Johannes (Jan) Duiker is regarded as the most important architect of Nieuwe Bouwen in the Netherlands. His optimism and belief in progress through technology were brought together in a sensuous functionalism.
Duiker allowed the structural properties of modern materials such as steel, reinforced concrete and glass to speak for themselves. He applied them without decoration and as slender as possible. In every building task, he sought the essence of efficiency and 'spiritual economy'. The organisation of space and the way he used daylight were particularly innovative.
Duiker was the son of a teacher, headmaster of a school for poor children in Den Haag. After secondary school, he did a one-year apprenticeship in a carpentry shop, after which he studied architecture in Delft from 1908 to 1913.
With his study friend Bernard Bijvoet, Duiker started an office in Den Haag in 1916. Two years later, they won the competition for the Rijksacademie voor Beeldende Kunsten in Amsterdam. Although their design was not carried out, it did bring them national fame.

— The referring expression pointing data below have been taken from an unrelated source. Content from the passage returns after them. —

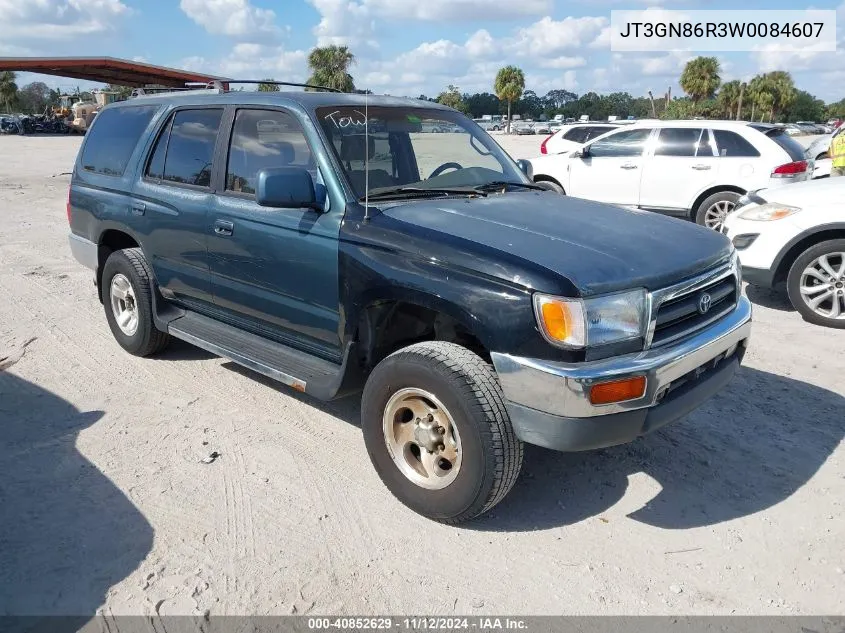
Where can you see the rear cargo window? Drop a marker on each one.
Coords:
(731, 144)
(789, 144)
(113, 138)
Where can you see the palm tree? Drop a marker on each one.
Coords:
(8, 89)
(330, 68)
(729, 96)
(783, 91)
(510, 82)
(700, 78)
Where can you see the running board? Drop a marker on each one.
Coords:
(291, 367)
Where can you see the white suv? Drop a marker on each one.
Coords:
(691, 169)
(572, 136)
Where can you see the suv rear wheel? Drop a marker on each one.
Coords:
(437, 431)
(714, 209)
(127, 296)
(816, 284)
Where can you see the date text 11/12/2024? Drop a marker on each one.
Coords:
(417, 623)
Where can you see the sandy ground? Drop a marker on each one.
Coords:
(105, 504)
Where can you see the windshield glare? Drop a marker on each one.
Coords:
(413, 147)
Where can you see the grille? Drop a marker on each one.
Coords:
(680, 317)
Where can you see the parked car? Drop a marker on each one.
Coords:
(690, 169)
(571, 137)
(819, 148)
(476, 310)
(795, 236)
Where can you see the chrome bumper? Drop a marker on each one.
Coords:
(550, 390)
(84, 251)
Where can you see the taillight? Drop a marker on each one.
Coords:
(790, 169)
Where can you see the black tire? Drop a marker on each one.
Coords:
(793, 283)
(467, 386)
(550, 186)
(729, 197)
(132, 264)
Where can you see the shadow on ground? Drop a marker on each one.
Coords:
(747, 449)
(769, 298)
(68, 533)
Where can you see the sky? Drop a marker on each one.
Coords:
(402, 47)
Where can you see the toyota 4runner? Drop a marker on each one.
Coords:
(335, 243)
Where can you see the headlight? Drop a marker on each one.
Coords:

They worked together on a number of housing complexes in Den Haag, the first designs for the Third Technical School in Scheveningen (from 1922) and the first annexes of Zonnestraal near Hilversum. This sanatorium was originally intended as a follow-up colony for tuberculosis patients who were (almost) cured.
Duiker was active in the progressive Amsterdam Architects' Association "de 8", which he joined in 1928. When the modernist journal "de 8 en OPBOUW" was founded in 1932, he became its editor-in-chief. In many articles he expressed his vision on the "necessary development of architecture", which should be businesslike but also humane.